SAINSBURY'S BANK

Car Insurance Quote & Buy

UX/UI Design

Mac with Sainsbury's webpage

Overview

The goal of the project was to increase conversion of car insurance on the Sainsbury’s Bank website by identifying key issues with the quote and buy section of the journey and finding design solutions to improve the experience.

As the only UX Designer for the bank, all the research and subsequent design work was carried out by myself. I used Userzoom to understand what users liked and disliked about the existing screen design. Then I was able to move to online unmoderated usability tests to enable me to iterate and test multiple versions of the design.

This project is currently still ongoing hence the designs have not been handed off to the developers and iterations are still being created.

Worked with: Insurances Product Manager - Car, CX Manager & 3rd party hosting developers
Tools used: Figma, Adobe Xd, Userzoom

Problem

Through usability tests on the original design, I was able to discover that the journey had several key issues:
Too much content without a page-break leading to a single long screen
Old design language that did not match the Sainsbury’s Bank website
• Badly executed visual hierarchy and white space
• Poor process of purchasing add-ons through the use of 2 clicks rather than 1 - Process was as follows - "Add" CTA followed by an "Update price" CTA. User's often missed the "Update price" leading to the add-ons not being added to the purchase.

Scroll through the screen below to see the original design to be improved upon.

Macbook
Sainsbury's webpage

Tap, then scroll to view

Scroll to view

Research

Research was gathered and formatted in a presentation style to distribute to key stakeholders involved in the project. Research was conducted on the original design of the screen and then usability testing was conducted on every iteration of the design to understand the points of the journey a user might stumble or stop and whether there were any pain points.

Usability test
Research

Process

During the initial stages of the design process I kept the iterations in the old design language of Sainsbury’s Bank (plum coloured CTA’s and beige background with thin fonts) to keep development costs down and avoid a full redesign. Throughout the user testing however, participants commented on the old style of design and how it didn’t match the bank’s website. After consideration with the relevant stakeholders, we agreed the best way forward was to update the design language and in doing so, many of the old components could be updated or swapped out with more appropriate components that existed in the newer design kit.

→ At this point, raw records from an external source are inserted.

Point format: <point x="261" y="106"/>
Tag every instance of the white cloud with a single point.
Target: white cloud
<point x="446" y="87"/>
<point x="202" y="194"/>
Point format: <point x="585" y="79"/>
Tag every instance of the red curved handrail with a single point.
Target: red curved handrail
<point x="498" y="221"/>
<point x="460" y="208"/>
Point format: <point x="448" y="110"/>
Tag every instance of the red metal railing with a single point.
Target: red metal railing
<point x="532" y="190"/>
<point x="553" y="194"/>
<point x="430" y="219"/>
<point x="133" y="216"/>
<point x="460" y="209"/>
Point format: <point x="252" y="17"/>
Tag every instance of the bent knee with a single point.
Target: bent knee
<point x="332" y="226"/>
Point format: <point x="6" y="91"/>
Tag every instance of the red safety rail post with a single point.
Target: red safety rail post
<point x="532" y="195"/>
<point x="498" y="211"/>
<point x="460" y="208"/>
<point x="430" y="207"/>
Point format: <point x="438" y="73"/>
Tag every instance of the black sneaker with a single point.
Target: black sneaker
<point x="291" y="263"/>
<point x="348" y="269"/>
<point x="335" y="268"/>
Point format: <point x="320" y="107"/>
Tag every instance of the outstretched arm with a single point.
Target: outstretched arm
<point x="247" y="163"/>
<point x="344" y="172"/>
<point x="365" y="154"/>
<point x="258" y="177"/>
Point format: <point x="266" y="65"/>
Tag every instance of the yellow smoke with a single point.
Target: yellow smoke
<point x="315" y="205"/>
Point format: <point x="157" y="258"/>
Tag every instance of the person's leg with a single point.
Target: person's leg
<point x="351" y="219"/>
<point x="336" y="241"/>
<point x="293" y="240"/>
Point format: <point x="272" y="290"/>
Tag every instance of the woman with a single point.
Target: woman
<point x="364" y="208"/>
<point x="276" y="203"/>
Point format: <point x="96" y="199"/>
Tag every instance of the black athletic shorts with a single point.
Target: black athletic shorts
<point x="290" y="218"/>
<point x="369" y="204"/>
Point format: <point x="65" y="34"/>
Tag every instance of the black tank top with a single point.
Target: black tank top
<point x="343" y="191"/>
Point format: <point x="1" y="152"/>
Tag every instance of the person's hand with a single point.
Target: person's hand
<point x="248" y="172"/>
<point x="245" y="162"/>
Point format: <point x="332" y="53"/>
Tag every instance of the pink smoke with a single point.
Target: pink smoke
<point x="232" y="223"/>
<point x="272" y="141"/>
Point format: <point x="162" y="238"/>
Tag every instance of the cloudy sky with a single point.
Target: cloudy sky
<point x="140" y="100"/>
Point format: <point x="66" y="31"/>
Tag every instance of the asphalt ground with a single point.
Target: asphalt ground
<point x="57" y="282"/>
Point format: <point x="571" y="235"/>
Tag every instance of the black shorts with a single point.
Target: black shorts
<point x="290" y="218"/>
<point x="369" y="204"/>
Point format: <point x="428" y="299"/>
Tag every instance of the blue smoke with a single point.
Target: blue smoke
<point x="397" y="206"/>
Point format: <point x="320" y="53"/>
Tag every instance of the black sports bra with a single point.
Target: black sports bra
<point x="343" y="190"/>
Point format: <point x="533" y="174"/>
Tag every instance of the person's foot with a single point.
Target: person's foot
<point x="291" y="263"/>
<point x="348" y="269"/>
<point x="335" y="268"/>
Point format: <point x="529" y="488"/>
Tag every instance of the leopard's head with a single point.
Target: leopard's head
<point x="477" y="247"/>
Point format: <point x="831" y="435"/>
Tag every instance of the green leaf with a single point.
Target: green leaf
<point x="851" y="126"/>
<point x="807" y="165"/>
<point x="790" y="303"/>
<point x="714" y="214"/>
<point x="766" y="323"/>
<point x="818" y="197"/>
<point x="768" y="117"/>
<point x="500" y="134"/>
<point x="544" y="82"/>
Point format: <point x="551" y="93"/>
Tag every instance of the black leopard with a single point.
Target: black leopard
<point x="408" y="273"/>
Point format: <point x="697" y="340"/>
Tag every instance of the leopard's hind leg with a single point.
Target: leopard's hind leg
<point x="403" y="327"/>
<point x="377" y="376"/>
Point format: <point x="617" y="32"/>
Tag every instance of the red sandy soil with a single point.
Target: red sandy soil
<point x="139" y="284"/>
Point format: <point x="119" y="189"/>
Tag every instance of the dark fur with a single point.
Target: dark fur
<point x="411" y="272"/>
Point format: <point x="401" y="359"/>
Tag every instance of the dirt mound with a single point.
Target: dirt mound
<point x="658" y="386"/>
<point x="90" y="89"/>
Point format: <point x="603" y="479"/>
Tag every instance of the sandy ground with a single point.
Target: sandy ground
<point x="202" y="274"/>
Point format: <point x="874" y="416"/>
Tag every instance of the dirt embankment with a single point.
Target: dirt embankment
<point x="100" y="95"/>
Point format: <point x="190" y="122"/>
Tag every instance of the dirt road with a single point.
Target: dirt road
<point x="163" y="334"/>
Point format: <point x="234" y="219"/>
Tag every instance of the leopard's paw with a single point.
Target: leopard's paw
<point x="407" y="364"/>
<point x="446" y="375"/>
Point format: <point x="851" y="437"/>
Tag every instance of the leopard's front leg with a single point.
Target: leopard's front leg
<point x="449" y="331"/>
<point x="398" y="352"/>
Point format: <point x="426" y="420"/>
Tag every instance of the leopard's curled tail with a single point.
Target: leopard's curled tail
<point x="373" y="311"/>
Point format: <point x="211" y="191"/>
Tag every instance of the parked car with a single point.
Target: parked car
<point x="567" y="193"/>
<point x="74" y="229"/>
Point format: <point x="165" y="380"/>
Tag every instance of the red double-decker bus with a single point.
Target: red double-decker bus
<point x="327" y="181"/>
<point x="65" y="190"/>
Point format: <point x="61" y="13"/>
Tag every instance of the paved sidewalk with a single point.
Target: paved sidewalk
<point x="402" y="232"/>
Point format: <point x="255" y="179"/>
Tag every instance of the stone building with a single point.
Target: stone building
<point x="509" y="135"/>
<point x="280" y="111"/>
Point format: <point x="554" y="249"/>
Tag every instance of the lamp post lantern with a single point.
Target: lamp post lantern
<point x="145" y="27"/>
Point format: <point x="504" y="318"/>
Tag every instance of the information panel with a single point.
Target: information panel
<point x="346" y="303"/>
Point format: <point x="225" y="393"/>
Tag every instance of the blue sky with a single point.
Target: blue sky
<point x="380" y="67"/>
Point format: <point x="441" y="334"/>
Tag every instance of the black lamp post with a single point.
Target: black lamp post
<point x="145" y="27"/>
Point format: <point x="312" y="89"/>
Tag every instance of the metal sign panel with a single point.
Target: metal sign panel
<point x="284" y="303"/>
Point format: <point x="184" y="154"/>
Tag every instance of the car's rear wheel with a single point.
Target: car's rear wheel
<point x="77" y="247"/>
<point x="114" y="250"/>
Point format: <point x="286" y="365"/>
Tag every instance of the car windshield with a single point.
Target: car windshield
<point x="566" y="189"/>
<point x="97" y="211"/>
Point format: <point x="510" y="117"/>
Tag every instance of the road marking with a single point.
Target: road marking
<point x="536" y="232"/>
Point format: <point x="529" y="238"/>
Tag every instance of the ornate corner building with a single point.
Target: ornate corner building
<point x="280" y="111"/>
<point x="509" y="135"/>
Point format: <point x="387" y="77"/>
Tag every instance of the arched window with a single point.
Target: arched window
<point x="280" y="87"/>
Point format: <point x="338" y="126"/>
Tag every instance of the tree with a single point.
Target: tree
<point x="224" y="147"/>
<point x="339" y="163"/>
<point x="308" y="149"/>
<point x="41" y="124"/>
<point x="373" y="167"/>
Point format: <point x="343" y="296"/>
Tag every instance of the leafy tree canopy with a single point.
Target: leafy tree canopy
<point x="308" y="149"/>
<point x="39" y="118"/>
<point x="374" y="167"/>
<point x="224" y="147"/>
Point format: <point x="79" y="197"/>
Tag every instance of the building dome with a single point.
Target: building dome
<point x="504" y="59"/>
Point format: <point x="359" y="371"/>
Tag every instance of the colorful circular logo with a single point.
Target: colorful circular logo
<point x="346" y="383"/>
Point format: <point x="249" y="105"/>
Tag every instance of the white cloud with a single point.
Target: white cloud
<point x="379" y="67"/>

Another flaw of the original journey was the length of the content. User’s were struggling to navigate through the long, single page design and found the number of questions too high. The solution here was to split the page in to two more managable pages - quote (plus important information) on the first, and buy (add-ons) on the second. The order of some of the content was switched around to conform with regulations set by the Compliance and Information Security teams in the bank.

Below is the initial redesign in the old design language, split into quote and buy screens respectively.

Sainsbury's webpage

Latest Iteration

Later iterations of the journey in the updated design language gave better results in user testing and had a significant rise in task completion through the prototype.

Below is the latest iteration both split over two pages and in the new design language.

Switch components have been tested as a method of upgrading the policy with add-ons. This is to combat the issue in the original design where the user had 2 clicks to add an extra on their policy - "Add" followed by "Update price".